Matthew Parris writes with typical elegance on the subject of housing, but he is only half right. See his article here
The problem is his suggestion that demand is being driven by investment buyers. Demand is being driven by a shortage of supply, both for purchase and for rent. That is why buying is such a good investment. Buy-to-let investments are a welcome diversification of the housing market, making private rented property - almost extinguished by rent control from the sixties to the eighties - available.
Where Matthew is absolutely right is in comparing the current situation to the prices and incomes tinkering of the seventies. It is government policy which ensures that housing is in short supply, and so now the government needs a 'strategy' to cope with this 'crisis' of its own making. The problem is the array of planning and building regulations (which also, incidentally, push development onto flood plains. Duh!).

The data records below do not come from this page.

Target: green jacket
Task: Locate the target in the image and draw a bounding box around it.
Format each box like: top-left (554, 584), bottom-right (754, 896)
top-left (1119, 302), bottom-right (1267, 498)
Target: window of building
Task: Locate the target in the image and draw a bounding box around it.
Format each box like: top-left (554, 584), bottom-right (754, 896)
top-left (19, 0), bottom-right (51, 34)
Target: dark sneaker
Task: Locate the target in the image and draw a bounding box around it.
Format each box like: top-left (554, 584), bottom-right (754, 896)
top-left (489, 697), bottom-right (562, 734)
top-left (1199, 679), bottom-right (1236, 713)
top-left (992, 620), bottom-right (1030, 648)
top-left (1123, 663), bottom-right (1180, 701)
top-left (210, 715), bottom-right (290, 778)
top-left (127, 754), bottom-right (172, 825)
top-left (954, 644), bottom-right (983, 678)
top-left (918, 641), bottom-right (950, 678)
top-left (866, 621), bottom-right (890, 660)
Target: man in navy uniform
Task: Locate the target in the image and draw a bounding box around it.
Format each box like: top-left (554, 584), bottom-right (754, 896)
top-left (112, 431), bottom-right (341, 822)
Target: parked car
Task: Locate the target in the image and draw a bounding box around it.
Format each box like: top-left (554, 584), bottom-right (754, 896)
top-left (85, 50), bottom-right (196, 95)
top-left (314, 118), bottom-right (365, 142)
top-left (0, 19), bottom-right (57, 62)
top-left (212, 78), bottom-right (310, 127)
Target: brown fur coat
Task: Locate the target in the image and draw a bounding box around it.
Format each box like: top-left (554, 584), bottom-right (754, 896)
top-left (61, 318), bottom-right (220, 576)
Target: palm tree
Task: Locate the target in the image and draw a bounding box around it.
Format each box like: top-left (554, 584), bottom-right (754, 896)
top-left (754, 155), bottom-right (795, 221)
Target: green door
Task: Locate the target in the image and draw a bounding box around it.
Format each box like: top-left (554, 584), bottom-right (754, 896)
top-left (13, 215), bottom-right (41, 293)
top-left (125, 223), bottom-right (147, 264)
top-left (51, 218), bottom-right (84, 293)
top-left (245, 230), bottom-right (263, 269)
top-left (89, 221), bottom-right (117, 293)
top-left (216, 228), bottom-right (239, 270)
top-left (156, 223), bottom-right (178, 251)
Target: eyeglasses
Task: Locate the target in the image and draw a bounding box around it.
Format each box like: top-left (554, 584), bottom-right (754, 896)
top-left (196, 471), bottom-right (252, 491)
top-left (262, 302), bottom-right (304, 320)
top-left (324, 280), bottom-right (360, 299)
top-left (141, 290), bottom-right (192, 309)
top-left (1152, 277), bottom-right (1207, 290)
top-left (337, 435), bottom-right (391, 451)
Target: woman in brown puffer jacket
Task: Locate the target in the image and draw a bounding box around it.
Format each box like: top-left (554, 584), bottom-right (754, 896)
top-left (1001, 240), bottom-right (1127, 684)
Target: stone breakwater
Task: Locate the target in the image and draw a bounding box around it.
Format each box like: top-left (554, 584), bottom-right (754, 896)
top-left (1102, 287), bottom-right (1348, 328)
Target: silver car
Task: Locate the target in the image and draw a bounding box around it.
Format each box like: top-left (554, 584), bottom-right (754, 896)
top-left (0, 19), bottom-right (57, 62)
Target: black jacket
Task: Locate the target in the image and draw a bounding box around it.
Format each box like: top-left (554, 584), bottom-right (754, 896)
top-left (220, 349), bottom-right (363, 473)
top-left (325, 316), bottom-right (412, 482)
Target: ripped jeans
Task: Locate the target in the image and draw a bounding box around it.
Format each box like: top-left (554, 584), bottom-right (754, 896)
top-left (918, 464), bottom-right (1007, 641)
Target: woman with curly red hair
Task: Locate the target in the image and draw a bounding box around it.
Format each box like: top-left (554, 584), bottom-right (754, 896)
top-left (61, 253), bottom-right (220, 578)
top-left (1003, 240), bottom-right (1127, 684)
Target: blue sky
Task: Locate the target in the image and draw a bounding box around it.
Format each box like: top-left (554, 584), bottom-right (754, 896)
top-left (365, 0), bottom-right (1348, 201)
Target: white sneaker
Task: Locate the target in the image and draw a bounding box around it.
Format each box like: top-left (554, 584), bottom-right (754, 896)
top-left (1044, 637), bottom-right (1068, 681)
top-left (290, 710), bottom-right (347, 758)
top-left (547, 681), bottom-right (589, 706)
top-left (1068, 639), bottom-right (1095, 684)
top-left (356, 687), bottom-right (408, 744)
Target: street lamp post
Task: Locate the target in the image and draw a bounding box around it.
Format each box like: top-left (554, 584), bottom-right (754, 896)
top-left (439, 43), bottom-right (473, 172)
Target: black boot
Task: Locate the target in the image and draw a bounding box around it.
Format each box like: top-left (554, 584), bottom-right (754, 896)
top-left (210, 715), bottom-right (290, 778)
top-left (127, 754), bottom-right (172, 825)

Planning controls restrict the availability of new housing and building regulations restrict the development of new ways of building housing.
The result is that we are not building enough houses. The government's plans are likely to make this worse. Declaring that housing needs to be 'affordable' will not help if there is still not enough of it.
If a house lasts, on average, 100 years, we need to replace 1% of our stock each year just to stand still. We have not hit that level ONCE in the last 20 years.
And that would be to stand still. It would take no account of growing population, decreasing average household size, increasing numbers of people with second homes, or the backlog caused by years of crazy policy.